Terpesona Hamparan Teh Bukit Barisan
Paramita Dwipoerwantoro (56), pesepeda asal Jakarta ini tidak henti-hentinya mengagumi Bukit Barisan di Pulau Sumatera. Selama tiga hari berturut-turut dia bersepeda mengikuti acara Jelajah Lima Danau dari Bukit Tinggi hingga Sungai Penuh, Provinsi Jambi, selalu melewati hamparan perkebunan teh yang begitu luas mulai dari Kabupaten Solok, Provinsi Sumatera Barat hingga di Kayu Aro, Provinsi Jambi.
Panorama perkebunan di Bukit Barisan ini begitu memikat. Tidak kalah dengan kawasan Puncak dan Lembang di Jawa Barat. Malah, perkebunan teh di Alahan Panjang, Padang Aro serta Kayu Aro lebih menarik, sebab selalu sepi kendaraan bermotor yang lalu lalang.
“Saya tidak menyangka panorama Bukit Barisan ini begitu indah-menawan. Perkebunan teh begitu luas. Bahkan, jauh lebih luas dibanding di Jawa Barat. Saya benar-benar takjub. Negeri kita ini sungguh kaya,” kata dokter spesialis anak pada Rumah Sakit Cipto Mangunkusumo (RSCM) Jakarta.
Paramita mengaku saat diajak temannya Diah Kusumo Dewi, karyawan Bank BNI di Jakarta untuk mengikuti Jelajah Lima Danau, dia sesungguhnya ragu-ragu. Alasan utama yakni dirinya belum pernah melakukan perjalanan bersepeda selama berhari-hari. Selama ini dia hanya bersepeda selama dua sampai tiga jam dalam jarak yang pendek. Tetapi, pada sisi lain, dia juga sudah lama memendam niat untuk bersepeda di sepanjang tepi Danau Singkarak.
Rayuan maut itu terus dilakukan Dewi, Paramita pun akhirnya memutuskan ikut. Tetapi dia hanya memilih tiga hari, yakni dari Bukit Tinggi hingga Sungai Penuh. Setelah menjalaninya, dia pun mengaku langsung ketagihan. “Selain cita-cita saya bersepeda di Danau Singkarang kesampaian, dan jalur jelajah ini menyenangkan, saya juga mendapatkan banyak pengalaman baru. Salah satunya perkebunan teh di Bukit Barisan yang sangat luas,” ungkap Paramita.

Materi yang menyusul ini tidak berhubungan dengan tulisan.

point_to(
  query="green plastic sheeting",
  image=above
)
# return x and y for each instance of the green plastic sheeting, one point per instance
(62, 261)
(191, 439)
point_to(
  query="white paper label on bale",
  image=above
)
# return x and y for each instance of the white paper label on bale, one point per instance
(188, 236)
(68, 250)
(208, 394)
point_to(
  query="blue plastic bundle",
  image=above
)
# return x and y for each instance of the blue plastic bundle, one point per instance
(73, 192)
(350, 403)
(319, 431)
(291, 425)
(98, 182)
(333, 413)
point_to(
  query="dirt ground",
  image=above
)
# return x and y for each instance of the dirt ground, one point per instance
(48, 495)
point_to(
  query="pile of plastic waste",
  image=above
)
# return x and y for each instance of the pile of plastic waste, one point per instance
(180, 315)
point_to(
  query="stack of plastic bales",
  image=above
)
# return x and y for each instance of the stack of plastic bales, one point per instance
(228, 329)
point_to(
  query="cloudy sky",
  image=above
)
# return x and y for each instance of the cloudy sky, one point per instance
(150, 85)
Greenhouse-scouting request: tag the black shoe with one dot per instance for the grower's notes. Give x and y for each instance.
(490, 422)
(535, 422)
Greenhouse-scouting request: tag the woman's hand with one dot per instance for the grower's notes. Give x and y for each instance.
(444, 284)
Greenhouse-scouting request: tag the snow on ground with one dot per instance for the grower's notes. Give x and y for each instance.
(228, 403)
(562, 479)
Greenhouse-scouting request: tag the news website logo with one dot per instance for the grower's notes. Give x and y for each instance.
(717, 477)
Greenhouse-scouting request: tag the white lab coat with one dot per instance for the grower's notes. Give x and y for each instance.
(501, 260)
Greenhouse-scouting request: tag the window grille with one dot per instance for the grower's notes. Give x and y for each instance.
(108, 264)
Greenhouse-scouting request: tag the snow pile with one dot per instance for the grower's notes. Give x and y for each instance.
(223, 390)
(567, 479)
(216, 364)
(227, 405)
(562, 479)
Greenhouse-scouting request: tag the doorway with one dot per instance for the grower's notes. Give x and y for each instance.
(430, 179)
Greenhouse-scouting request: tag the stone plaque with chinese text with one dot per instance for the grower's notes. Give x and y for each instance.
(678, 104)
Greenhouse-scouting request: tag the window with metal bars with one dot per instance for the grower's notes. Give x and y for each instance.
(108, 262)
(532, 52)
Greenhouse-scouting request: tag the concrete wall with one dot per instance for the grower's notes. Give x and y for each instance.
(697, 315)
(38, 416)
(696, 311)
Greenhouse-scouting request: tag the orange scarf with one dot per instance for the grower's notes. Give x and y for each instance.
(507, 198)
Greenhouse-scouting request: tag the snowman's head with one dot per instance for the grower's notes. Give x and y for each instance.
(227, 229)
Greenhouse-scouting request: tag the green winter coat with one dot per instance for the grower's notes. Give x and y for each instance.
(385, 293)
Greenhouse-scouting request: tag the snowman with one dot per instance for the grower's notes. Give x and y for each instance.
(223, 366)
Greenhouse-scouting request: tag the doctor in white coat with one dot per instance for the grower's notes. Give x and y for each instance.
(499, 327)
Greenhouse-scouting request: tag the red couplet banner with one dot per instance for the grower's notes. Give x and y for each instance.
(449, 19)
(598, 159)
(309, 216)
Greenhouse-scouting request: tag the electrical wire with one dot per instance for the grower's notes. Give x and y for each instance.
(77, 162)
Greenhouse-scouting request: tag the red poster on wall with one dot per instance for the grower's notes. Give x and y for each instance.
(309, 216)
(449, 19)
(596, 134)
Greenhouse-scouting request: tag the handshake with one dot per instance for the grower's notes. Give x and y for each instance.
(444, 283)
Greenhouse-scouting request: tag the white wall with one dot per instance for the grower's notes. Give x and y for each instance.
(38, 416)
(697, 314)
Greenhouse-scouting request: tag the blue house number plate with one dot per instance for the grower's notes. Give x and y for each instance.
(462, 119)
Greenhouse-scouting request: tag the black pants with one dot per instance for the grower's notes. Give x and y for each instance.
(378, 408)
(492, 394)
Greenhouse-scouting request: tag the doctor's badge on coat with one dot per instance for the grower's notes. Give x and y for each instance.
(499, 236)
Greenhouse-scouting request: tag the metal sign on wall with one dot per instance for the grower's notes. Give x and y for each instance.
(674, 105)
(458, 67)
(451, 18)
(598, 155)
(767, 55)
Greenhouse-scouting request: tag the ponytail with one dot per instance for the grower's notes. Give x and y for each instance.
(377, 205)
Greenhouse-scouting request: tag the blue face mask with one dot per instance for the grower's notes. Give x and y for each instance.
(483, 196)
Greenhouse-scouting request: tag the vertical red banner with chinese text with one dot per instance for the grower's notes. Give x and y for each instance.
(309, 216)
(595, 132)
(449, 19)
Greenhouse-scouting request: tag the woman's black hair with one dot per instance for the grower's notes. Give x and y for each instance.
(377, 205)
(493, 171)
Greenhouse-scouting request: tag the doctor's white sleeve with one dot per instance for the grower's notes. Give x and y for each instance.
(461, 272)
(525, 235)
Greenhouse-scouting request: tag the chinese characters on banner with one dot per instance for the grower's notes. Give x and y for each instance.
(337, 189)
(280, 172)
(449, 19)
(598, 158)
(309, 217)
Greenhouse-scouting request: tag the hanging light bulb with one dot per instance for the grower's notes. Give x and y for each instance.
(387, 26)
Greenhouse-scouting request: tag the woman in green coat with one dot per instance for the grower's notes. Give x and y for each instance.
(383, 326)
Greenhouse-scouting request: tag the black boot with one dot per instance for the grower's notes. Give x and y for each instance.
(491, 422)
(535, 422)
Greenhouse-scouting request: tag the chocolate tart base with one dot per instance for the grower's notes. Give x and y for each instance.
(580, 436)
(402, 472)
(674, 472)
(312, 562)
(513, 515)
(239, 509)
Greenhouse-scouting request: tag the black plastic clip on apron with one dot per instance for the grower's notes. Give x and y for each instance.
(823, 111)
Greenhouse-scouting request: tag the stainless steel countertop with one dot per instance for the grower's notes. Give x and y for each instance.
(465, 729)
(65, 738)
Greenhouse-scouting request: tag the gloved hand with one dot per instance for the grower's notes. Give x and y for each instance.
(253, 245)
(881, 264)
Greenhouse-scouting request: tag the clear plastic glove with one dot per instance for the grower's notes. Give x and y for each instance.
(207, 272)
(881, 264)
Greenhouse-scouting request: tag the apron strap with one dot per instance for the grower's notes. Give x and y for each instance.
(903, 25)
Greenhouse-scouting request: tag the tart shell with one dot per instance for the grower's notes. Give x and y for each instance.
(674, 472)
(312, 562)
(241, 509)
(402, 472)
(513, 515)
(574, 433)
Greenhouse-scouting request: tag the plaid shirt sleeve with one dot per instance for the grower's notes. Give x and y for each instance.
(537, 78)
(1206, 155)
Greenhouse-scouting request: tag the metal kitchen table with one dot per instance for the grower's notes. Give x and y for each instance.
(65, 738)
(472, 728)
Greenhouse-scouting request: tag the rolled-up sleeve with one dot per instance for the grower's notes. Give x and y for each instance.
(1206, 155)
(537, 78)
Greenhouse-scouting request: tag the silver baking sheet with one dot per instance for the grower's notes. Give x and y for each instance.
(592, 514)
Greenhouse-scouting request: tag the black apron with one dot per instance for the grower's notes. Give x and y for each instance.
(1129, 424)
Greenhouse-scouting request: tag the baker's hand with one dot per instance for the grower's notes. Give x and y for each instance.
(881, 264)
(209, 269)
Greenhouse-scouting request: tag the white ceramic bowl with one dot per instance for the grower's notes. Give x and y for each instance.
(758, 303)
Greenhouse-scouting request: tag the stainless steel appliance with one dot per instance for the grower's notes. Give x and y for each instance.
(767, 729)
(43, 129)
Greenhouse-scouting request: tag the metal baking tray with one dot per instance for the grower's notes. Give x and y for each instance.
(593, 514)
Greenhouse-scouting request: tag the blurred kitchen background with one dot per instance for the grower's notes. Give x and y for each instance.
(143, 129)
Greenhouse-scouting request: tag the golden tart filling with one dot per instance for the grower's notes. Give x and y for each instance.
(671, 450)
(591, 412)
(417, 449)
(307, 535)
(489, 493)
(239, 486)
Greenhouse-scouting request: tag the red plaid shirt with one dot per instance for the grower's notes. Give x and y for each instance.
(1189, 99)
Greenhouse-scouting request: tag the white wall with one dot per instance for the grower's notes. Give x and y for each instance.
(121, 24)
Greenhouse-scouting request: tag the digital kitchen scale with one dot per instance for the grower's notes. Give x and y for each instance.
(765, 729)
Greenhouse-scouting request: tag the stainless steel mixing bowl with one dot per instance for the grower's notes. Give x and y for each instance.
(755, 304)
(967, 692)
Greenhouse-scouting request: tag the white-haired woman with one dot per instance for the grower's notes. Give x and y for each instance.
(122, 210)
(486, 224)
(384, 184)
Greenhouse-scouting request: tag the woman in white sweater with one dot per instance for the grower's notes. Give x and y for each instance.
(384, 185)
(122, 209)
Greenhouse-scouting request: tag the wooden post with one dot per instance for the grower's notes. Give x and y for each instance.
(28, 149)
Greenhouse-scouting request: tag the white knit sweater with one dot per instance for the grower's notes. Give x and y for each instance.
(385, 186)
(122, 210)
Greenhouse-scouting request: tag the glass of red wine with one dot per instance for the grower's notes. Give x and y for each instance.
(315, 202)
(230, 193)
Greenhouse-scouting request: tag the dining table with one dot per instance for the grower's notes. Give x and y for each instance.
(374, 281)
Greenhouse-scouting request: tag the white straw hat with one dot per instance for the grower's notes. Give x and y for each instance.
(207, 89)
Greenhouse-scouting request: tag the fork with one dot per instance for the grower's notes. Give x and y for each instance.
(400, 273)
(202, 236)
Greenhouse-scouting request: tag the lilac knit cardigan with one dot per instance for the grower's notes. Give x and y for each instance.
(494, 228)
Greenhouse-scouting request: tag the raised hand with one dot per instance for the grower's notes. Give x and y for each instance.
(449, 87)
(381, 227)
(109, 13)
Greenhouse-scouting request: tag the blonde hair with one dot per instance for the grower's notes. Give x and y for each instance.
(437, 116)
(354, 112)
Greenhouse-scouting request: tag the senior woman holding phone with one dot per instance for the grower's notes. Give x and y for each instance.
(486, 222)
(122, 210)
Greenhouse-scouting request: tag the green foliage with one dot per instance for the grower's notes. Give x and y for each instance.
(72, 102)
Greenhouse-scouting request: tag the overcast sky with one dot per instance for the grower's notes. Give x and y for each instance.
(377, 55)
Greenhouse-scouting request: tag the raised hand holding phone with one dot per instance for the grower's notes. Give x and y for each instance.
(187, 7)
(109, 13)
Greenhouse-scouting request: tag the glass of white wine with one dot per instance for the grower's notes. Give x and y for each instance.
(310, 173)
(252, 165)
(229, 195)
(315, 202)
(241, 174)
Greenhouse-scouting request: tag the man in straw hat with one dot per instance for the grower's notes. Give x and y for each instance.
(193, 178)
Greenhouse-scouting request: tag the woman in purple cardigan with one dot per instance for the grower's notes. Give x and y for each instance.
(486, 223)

Kekaguman serupa juga diungkapkan sebagian besar peserta Jelajah Lima Danau. Bayangkan saja, saat berada di Kabupaten Solok, mereka menyaksikan hamparan perkebunan teh di Alahan Panjang yang amat luas. Besok harinya ketika bersepeda menuju Padang Aro, Kabupaten Solok Selatan, sejauh 90 kilometer, menjelang finish mereka menemui lagi hamparan perkebunan teh. Kali ini, perkebunan itu milik PT Mitra Kerinci, anak perusahaan PT Rajawali Nusantara Indonesia (RNI) atau sering disebut dengan Kebun Teh Liki.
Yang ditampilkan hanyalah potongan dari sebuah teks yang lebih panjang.